Wednesday, October 19, 2011
Bad news for women?
The New York Times reported "Contraceptive Used in Africa may double risk of HIV" The most popular contraceptive for women in eastern and southern Africa, a hormone shot given every three months, appears to double the risk the women will become infected with H.I.V., according to a large study published Monday. And when it is used by H.I.V.-positive women, their male partners are twice as likely to become infected than if the women had used no contraception. A lot of Ugandan women use this method of contraception. It's one that they can easily control themselves, even somewhat secretly if they need to--and so those with resistant partners can still do some family planning on their own. It would be a real shame if it turns out that the risks outweigh the benefits.
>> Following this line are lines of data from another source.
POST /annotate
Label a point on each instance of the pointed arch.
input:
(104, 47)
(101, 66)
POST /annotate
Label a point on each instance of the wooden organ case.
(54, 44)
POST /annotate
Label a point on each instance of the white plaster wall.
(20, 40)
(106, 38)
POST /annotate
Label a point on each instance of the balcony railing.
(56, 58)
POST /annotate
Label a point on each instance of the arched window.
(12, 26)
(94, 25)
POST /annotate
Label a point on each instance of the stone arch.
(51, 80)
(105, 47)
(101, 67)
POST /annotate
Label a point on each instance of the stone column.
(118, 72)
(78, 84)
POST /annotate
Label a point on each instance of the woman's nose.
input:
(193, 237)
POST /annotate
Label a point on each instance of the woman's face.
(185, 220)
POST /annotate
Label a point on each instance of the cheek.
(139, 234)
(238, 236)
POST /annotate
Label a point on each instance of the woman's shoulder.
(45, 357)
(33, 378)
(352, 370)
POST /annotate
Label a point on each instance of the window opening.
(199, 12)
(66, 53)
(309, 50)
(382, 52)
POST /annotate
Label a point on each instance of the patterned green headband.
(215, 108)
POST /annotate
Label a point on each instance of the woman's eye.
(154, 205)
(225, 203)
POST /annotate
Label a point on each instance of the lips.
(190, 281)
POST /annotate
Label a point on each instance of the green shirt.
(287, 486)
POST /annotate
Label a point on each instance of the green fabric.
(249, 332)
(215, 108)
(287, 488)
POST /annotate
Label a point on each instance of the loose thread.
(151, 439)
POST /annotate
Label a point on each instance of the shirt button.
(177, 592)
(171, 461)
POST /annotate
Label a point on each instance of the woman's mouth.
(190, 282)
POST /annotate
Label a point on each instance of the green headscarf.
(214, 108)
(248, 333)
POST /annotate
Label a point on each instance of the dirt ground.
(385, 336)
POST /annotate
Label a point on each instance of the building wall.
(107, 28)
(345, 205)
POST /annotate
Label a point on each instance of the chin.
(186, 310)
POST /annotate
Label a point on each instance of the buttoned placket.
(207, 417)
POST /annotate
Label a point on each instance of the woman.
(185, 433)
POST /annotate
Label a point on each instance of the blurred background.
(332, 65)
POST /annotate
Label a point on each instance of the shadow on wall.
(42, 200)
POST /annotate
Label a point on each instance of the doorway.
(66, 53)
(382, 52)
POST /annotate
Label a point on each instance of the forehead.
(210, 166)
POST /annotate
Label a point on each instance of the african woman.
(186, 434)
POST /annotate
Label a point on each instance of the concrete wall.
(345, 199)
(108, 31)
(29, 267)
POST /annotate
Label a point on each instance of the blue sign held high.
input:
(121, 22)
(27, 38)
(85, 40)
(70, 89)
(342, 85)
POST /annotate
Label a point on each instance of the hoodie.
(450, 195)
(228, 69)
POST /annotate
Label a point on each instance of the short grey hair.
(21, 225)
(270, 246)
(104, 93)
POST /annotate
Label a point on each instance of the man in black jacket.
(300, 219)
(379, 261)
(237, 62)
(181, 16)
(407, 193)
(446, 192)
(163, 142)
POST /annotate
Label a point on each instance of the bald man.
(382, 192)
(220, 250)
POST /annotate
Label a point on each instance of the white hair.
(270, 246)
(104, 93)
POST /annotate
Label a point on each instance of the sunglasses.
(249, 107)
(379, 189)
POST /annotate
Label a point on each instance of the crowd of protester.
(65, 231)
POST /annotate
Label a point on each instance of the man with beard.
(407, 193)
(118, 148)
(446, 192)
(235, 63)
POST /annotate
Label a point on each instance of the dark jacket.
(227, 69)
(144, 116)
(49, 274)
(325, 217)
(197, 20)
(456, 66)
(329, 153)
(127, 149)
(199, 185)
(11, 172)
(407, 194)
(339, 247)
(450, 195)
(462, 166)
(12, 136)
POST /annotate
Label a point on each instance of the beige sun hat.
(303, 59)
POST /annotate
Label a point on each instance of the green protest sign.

I agree with the WHO epedemiologist, “We want to make sure that we warn when there is a real need to warn, but at the same time we don’t want to come up with a hasty judgment that would have far-reaching severe consequences for the sexual and reproductive health of women,” she said. “This is a very difficult dilemma.” Like many contraceptive methods, how the method works isn't always well understood resulting in ineffective use. Yesterday I was chatting with a woman who used the injection plan. She patted her swollen belly. "I don't even know when I'm due," she said, "I must be a very stupid woman. I didn't get injections at regular times. I only went to get injections when my husband would come back from Juba every few months. I guess that doesn't work." This might be bad news for women like her, who are aware of their husbands extramarital exploits. On the other hand, it just might give them more leverage to push their partners to use contraceptive methods that offer more protection against HIV transmission.